This project aims to develop an AI assistant that efficiently aggregates current news related to finance, economy, and politics from YouTube news channels within a specified timeframe. The assistant allows users to inquire about recent economic news and receive responses through a Retrieval-Augmented Generation (RAG) system. The system simultaneously presents a dynamic sentiment graph for each context relevant to the query and examines public opinions derived from YouTube comments.
Aryama Singh (as3844@cornell.edu), Diliya Yalikun (adamliya98@gmail.com), Korel Gundem (korelgundem@gwmail.gwu.edu), Nazanin Komeilizadeh, Roberto Nunez (robertonunezch@gmail.com).

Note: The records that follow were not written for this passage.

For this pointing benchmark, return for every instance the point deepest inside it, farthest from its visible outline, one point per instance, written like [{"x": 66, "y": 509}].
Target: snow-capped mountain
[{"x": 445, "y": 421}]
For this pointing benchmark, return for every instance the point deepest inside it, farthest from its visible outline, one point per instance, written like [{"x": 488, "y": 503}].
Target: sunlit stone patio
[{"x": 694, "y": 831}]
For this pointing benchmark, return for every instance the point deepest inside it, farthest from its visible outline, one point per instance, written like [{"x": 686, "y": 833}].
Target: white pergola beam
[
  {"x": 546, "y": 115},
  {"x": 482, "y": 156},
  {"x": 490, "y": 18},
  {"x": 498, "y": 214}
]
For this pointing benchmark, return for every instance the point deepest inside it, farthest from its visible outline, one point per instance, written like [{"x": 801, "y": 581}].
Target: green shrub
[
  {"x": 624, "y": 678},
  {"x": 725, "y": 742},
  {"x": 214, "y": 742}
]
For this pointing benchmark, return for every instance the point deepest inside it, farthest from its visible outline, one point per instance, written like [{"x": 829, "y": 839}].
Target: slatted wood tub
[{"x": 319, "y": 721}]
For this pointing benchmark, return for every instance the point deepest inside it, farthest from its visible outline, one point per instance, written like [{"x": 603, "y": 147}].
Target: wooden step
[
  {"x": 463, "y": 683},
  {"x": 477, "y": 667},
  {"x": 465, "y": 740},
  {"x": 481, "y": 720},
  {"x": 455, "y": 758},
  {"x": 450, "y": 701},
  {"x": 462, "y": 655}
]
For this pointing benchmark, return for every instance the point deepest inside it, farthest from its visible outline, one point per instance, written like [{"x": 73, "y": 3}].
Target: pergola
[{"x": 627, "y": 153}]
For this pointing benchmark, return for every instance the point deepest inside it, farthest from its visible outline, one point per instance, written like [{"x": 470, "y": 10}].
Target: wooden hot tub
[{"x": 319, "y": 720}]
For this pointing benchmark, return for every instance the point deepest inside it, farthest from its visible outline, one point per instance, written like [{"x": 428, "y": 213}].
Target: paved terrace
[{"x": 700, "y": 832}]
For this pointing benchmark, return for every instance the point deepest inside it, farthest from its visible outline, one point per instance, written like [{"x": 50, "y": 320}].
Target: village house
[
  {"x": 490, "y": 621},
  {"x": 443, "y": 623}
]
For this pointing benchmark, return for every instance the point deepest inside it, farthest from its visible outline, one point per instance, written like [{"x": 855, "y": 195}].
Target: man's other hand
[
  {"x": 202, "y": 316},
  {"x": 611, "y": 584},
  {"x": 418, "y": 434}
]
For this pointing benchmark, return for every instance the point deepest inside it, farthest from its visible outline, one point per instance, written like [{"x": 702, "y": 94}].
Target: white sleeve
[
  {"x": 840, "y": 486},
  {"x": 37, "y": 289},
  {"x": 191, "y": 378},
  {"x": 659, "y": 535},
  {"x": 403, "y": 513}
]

Figure 1: Architecture of FinFeed.In our modelling approach, chaining and context transmission to the LLM model is crucial for generating precise responses. After preprocessing and vectorizing text chunks, embeddings are stored in a Pinecone vector database. Upon receiving a user query, we use cosine similarity to identify and rank the most relevant text chunks efficiently. These top-matching chunks are then chained together to form a cohesive context. LangChain, a framework for building applications with language models, facilitates this process by seamlessly integrating different components and ensuring efficient data flow. The curated context is then sent to our LLM model, GPT-3.5 Turbo, chosen for its advanced natural language capabilities. By providing the model with rich and relevant input, we ensure accurate and contextually appropriate responses. LangChain and the vector database work together to maintain a dynamic and responsive system, meeting high standards of information accuracy and relevance.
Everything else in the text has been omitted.